The National Highway Traffic Safety Administration (NHTSA) helped develop three standardized field sobriety tests (SFST) in the 1980s. NHTSA created this standardization to allow for more consistent identification of intoxicated drivers and to provide better evidence in court for DWI cases.
Walk and Turn
This test has the suspect walk, heel-to-toe nine steps, along a straight line. The results depend on how well the suspect follows the instructions the officer gives and how well they execute the maneuver.
Horizontal Gaze Nystagmus
During this test, the police officer has the suspect’s eyes follow the level movement of an object. Horizontal Gaze Nystagmus (HGN) results from the involuntary movements of the eye as it looks to the sides.
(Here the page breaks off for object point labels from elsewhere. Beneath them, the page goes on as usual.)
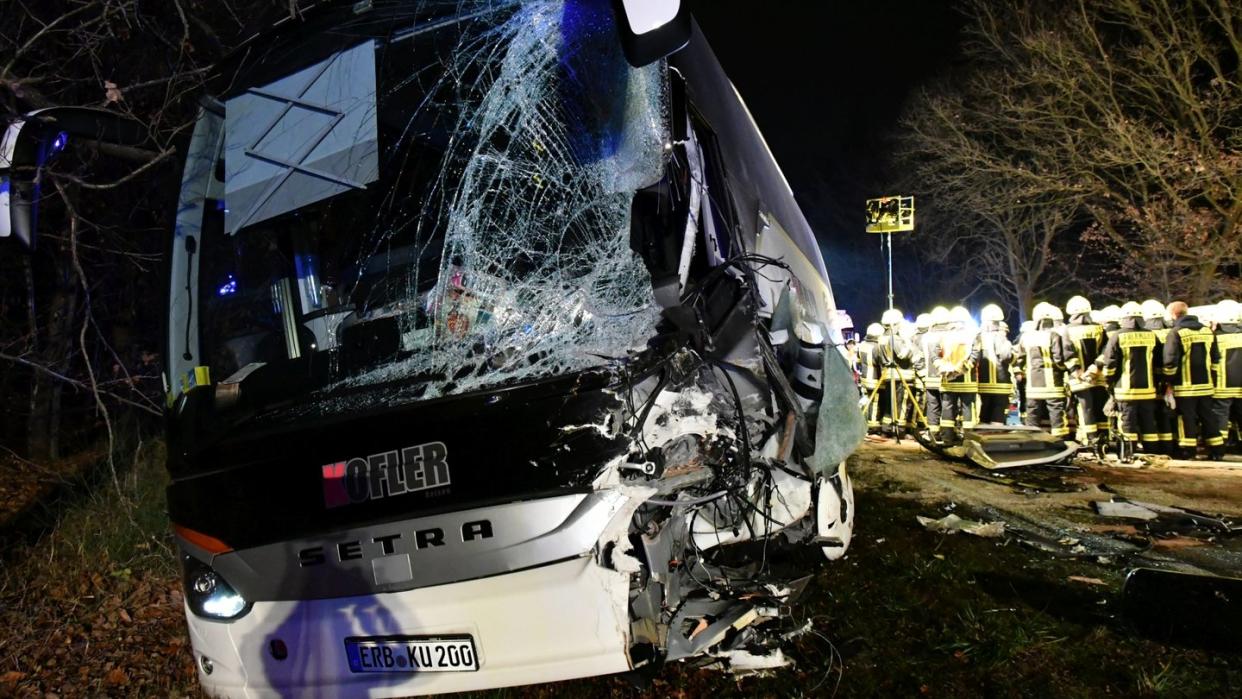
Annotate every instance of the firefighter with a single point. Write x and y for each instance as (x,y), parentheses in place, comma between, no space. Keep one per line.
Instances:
(1017,364)
(1109,319)
(927,358)
(959,385)
(1045,379)
(1155,319)
(1227,392)
(1190,355)
(995,353)
(912,395)
(1129,365)
(894,354)
(1076,347)
(872,370)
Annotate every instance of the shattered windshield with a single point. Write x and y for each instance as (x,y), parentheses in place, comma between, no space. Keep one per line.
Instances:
(436,194)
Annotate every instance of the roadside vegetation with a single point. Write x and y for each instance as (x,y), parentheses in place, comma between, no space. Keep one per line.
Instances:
(91,606)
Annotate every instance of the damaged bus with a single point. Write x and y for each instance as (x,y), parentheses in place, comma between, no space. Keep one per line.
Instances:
(498,351)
When impaired by alcohol, the jerking occurs at lesser angles and is more pronounced.
According to NHTSA, the officer “looks for three indicators of impairment in each eye: if the eye cannot follow a moving object smoothly, if jerking is distinct when the eye is at maximum deviation, and if the angle of onset of jerking is within 45 degrees of center.”
One Leg Stand
This test requires the subject to stand on one leg with the other foot six inches off the ground. They then have to count aloud one-thousand, two-thousand until the officer instructs them to stop. Typically, the test lasts for 30 seconds.
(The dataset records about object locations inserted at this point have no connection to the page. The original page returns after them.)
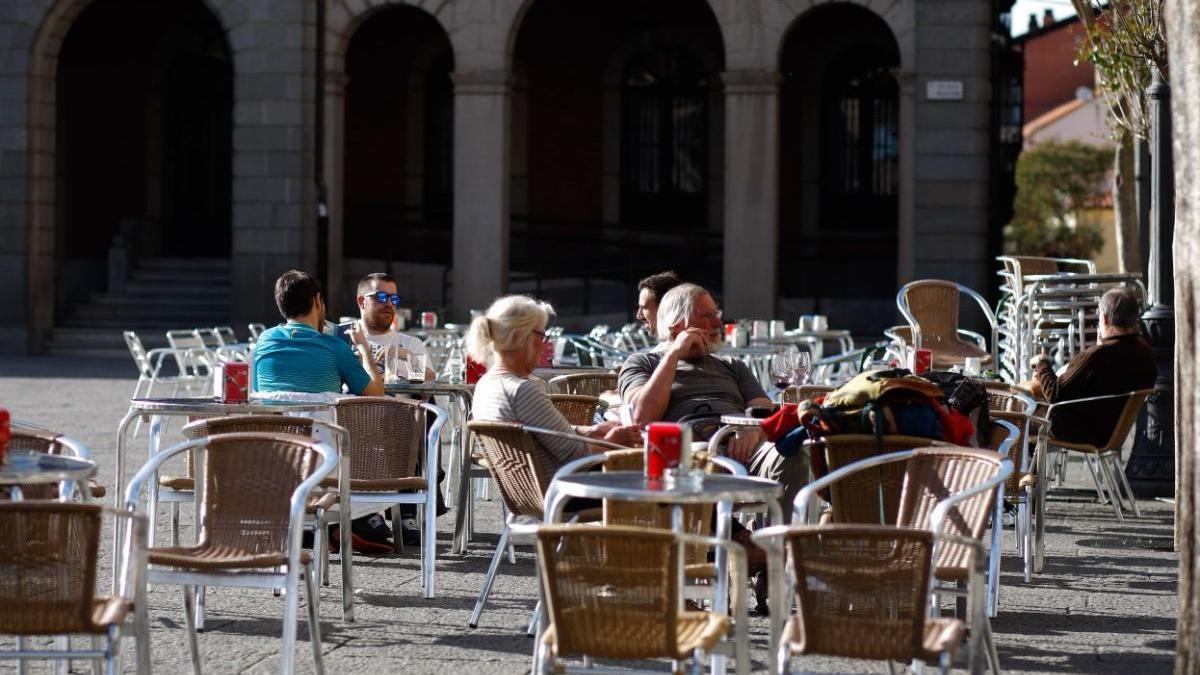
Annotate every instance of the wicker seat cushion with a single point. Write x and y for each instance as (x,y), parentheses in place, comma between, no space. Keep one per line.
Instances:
(940,634)
(219,557)
(694,629)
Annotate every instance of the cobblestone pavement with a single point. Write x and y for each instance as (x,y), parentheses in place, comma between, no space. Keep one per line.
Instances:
(1107,602)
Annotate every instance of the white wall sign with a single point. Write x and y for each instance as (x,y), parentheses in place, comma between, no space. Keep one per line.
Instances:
(943,90)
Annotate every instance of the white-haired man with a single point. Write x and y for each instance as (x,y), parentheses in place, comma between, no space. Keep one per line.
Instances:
(685,380)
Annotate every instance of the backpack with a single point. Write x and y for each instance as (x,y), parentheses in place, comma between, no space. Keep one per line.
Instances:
(967,396)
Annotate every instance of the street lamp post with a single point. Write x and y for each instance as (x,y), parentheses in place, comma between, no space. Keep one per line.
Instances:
(1151,469)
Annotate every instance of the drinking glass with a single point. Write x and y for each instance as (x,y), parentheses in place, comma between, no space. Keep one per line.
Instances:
(801,365)
(415,368)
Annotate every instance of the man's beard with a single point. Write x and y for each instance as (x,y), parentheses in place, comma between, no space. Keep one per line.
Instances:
(378,322)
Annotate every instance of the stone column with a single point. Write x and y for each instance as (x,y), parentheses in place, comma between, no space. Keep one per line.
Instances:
(751,192)
(335,195)
(481,175)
But How Accurate are These Tests?
The NHTSA claims the combination of tests is accurate 91 percent of the time. The problem is they are still subjective tests and some drivers who are not above 0.08 BAC may still fail them. Police officers are human, and thus can make mistakes as the tests are not foolproof.
For example, some individuals may have balance or other medical issues that compromise their ability to pass a test successfully. The SFSTs can also be influenced by the experience level of the officer administering the test.
These are all questions that can be discussed with a DWI defense attorney, because the complex interaction of the traffic stop should be reviewed in its entirety, as there may be many opportunities for a defense attorney to point out behavior that indicates a lack of impairment on behalf of the driver.